19.03.2024

Why the Croatian president’s appearance at the World Cup mattered so much

But as analysts of the region have pointed out, behind the photos of Grabar-Kitarović celebrating in the team’s distinctive red-and-white-checked jersey is a far more intricate story of gender and power that might ring familiar to many high-ranking women in traditionally male-dominated spaces.

Croatia’s second-place finish at the 2018 FIFA World Cup brought global attention to the Balkan nation and its president, Kolinda Grabar-Kitarović. The world’s media (Quartz included) was taken with the image of a leader cheering her team’s successes from the cheap seats and consoling them in the rain after a heartbreaking loss.

Politicians in Croatia have latched onto football as a unifying symbol since the nation’s independence in 1991, and especially since its third-place finish at the 1998 World Cup. With elections looming next year, the president’s embrace of a winning national team is the kind of standard, voter-friendly move that few politicians would pass up.

But as the nation’s first female head of state (the head of government is prime minister Andrej Plenković) her public appearances typically prompt an additional layer of scrutiny, and the World Cup was no exception.

Catherine Baker, a historian specializing in post-Cold War history at the University of Hull, untangled some of the power and gender politics behind Grabar-Kitarović’s boosterism in a Twitter thread and in Prospect magazine.

Since the dawn of mass media, most political leaders have curated a public image as part of the business of statecraft. “That’s not new”, Baker wrote on Twitter. “But how Grabar-Kitarović builds *her* image comes at a very specific moment for gender in world politics, where traditionally masculine political and military institutions have wanted to look like they’re opening up to gender equality.”

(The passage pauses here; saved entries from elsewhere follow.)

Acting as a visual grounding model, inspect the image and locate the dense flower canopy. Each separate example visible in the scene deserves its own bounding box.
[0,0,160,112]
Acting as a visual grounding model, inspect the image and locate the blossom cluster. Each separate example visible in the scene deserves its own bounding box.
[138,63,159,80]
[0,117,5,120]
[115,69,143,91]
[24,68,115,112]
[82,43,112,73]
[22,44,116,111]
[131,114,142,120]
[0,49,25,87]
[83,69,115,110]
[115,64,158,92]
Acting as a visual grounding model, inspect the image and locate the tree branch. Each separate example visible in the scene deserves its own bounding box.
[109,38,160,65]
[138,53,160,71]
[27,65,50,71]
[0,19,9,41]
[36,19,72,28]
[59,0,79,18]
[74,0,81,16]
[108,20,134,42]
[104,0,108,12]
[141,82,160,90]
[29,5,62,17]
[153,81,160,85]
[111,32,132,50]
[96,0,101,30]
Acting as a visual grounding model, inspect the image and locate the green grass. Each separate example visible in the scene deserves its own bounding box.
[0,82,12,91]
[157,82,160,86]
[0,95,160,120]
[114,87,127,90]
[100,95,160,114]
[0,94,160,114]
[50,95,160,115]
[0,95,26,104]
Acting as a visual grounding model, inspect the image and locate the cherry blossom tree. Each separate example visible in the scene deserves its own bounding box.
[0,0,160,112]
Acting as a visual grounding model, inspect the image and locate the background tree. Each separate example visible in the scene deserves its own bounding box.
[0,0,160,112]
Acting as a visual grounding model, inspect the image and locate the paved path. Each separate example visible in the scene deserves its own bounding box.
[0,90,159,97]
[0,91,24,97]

This puts Grabar-Kitarović-a former Fulbright scholar, ambassador to the US, and assistant secretary to NATO-in a position familiar to many women leaders in fields previously dominated by men. She must appear at once powerful and nurturing, to exert authority in a way that neither threatens men nor undermines herself, to change the way power looks while staying close enough to social norms to keep people comfortable.

This means at times taking the visual cues of her different roles to an extreme. The president has been photographed handling weapons in military uniform as head of the armed forces, and in bright, flattering dresses at state events. And no choice comes without criticism tinged with sexism. Her tours of military have led to cartoons where she’s dressed in medieval armor. A routine Google search of her name instantly surfaces doctored images of her head Photoshopped onto the body of a woman in a skimpy bikini.

Meanwhile, observers of Balkan politics looked at her World Cup appearances and saw them in a different context. Team captain Luka Modric, whom Grabar-Kitarović embraced after the game, is entangled in a complicated corruption scandal involving the country’s top soccer officials. Those officials include Zdravko Mamic, an influential and polarizing figure in Croatian soccer, and one of Grabar-Kitarović’s financial backers. He was found guilty of corruption charges last month and fled the country.

Croatia’s politics are divisive, and no public display of patriotism by a political leader is free of politics-especially as an election approaches. For a female leader, however, the scrutiny is all the more intense.